Team: Good To Go
- Gurami KERETCHASHVILI
- Guillaume BARTHE
- Temur MALISHAVA
The goal of this data challenge is to study and apply machine learning/artificial intelligence techniques to a real-world regression problem. In this regression problem, each sample corresponds to a researcher (i. e., an author of research papers), and the goal is to build a model that can predict accurately the h-index of each author.
To install the requirements, run at the root folder:
pip install -r requirements.txt
All the original data files must be located in the same directory as the coding files which is in the code
folder.
The data can be found on the website: https://www.kaggle.com/c/inf554-2021/data.
First, with the code in Part1_GTG.ipynb notebook you can run the data preprocessing of the data, feature extraction and feature selection.
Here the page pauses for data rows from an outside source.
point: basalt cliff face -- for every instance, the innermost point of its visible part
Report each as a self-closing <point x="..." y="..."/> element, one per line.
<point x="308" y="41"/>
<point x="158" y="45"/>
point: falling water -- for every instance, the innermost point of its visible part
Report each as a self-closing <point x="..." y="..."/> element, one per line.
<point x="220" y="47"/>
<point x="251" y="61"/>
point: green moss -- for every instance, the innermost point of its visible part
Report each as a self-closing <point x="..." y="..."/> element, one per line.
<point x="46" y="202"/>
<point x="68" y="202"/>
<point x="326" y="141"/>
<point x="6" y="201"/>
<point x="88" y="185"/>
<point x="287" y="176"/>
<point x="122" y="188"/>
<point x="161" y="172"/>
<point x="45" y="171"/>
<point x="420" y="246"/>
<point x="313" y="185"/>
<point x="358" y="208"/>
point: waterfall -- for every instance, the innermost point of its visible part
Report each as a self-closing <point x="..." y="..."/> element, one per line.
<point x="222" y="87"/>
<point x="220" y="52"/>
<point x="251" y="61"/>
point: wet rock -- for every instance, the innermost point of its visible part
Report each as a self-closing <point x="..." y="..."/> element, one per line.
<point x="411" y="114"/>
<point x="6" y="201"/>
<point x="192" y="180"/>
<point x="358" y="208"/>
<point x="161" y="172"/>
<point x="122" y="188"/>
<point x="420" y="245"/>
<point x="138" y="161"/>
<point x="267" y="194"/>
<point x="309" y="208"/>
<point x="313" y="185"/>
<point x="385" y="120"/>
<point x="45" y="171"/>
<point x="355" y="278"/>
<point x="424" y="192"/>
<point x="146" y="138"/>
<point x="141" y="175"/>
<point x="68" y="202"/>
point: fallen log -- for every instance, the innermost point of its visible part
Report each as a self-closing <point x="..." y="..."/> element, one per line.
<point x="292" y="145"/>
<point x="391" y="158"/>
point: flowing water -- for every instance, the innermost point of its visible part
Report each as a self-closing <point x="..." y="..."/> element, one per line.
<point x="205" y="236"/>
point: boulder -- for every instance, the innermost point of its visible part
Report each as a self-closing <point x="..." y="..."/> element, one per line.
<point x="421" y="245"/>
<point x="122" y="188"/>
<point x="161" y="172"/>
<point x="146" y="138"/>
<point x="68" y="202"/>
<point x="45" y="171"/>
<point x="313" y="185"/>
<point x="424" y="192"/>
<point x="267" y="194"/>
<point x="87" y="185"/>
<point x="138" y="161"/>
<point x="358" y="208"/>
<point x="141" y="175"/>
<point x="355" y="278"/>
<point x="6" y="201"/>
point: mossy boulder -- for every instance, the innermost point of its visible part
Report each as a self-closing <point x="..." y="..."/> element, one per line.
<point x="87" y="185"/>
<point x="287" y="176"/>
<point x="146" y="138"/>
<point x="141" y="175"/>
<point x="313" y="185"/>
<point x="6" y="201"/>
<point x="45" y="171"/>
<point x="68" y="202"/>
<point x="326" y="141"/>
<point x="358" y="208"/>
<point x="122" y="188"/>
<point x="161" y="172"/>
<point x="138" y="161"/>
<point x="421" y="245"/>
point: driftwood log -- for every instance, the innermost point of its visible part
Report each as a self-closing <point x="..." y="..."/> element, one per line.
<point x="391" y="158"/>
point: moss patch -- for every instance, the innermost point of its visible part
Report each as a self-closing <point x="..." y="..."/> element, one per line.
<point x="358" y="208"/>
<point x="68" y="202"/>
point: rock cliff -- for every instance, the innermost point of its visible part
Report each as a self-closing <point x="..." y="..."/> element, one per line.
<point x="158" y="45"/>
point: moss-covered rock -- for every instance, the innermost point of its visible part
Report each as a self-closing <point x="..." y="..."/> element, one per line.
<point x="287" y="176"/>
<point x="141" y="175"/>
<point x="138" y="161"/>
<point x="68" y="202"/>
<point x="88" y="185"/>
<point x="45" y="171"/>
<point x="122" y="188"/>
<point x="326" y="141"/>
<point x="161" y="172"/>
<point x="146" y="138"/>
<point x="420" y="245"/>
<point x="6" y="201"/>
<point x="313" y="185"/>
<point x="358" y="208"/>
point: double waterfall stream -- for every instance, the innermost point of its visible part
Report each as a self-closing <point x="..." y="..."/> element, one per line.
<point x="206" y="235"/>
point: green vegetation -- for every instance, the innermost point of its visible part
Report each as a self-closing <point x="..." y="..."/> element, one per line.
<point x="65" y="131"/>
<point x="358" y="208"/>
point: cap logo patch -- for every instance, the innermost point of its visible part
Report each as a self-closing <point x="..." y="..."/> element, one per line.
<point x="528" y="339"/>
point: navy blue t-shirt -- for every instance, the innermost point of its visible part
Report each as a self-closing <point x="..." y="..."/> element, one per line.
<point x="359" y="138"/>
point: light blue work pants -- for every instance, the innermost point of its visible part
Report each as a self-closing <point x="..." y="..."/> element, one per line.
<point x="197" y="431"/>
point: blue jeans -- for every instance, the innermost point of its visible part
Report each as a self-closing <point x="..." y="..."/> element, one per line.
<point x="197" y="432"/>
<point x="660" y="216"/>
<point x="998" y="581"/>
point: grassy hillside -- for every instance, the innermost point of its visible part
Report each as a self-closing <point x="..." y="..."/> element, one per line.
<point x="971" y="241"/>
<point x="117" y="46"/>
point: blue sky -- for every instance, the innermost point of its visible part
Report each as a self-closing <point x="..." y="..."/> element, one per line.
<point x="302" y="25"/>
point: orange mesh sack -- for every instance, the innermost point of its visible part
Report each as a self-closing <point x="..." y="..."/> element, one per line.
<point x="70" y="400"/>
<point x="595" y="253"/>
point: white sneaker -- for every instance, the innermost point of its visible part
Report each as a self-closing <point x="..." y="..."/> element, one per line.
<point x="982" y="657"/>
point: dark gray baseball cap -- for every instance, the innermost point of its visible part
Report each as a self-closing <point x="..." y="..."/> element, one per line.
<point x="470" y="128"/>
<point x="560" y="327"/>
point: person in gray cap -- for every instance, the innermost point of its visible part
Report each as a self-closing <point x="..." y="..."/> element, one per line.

As a result this notebook creates two files, train_data_cleaned.csv and test_data_cleaned.csv, which will be used later in the Part2_GTG.ipynb and Part3_GTG.ipynb.
In the Part2_GTG.ipynb notebook we perform an analysis of the data and build baseline models for the simplest regressors to see the differences between them.
Finally, the Part3_GTG.ipynb notebook builds our neural network model, trains it, and validates the results. This notebook uses already cleaned versions of the datasets, train_data_cleaned.csv and test_data_cleaned.csv, and it performs a prediction to upload on kaggle.